Method: We prospectively assessed 10 patients harboring a GBM eligible for gross total removal. All patients underwent pre- and postoperative MET-PET/CT and MRI including rCBV. Surgeons were blinded for the results of MET-PET and rCBV. Intraoperatively, after complete white light resection a 1.5TiMRI including rCBV was performed. Further resection was based on residual Gd-DTPA-enhancement and 5-ALA fluorescence. Specimens were harvested from the resection cavity using navigated biopsies. Histopathological results were correlated with findings in 5-ALA, Gd-DTPA enhancement, MET-PET and rCBV. Extent of resection according to Gd-DTPA enhancement, rCBV and MET-PET were compared based on a volumetric assessment.

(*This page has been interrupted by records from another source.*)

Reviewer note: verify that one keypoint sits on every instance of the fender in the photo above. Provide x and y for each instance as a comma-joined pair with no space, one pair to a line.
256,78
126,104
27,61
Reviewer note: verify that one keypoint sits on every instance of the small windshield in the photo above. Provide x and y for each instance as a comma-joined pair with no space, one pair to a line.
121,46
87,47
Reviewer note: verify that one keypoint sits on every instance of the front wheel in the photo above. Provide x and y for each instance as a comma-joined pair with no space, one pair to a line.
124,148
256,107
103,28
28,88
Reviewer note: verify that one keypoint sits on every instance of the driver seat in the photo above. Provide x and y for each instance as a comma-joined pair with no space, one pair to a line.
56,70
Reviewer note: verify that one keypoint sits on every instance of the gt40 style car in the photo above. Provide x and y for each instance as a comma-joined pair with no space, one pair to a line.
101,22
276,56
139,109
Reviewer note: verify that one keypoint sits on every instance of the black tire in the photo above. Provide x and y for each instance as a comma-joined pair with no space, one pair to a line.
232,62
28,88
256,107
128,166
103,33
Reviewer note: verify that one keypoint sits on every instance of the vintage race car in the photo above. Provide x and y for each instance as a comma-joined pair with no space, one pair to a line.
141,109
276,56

Results: Based on intraoperative imaging results residual tumor was seen in 4/10 cases in Gd-DTPA enhancement, in 9/10 in rCBV and in 10/10 cases using 5-ALA. In 3/10 cases complete resection based on 5-ALA was rendered impossible due to invasion of eloquent areas. After surgery complete resection of Gd-DTPA enhancement was achieved in all cases. Residual tumor was seen in 5/10 cases based on rCBV and MET-PET. 34 histopathological specimens were harvested. All revealed pathological tissue. Residual tumor tissue was detected by Gd-DTPA in 53%, by rCBV in 74%, by 5-ALA in 81% and by MET-PET in 95%. Volumetric assessment showed a significant lower Gd-DTPA tumor volume compared to rCBV in pre (p<0.04), intra (p<0.03) and postoperative imaging (p<0.03). No significant difference was found between rCBV and MET-PET tumor volume.

Conclusions: Preoperative decision making in GBM should not be based on Gd-DTPA enhancement alone. Intraoperative detection rate for residual tumor was slightly higher using 5-ALA compared to rCBV. Yet, complete 5-ALA removal did not lead to removal of MET PET hotspot in all cases. rCBV tumor volume showed statistically no difference from MET-PET volume. Combined use of perfusion-weighted iMRI and 5-ALA might leads to increased resection of proliferating tumor tissue similar to a MET-PET based resection.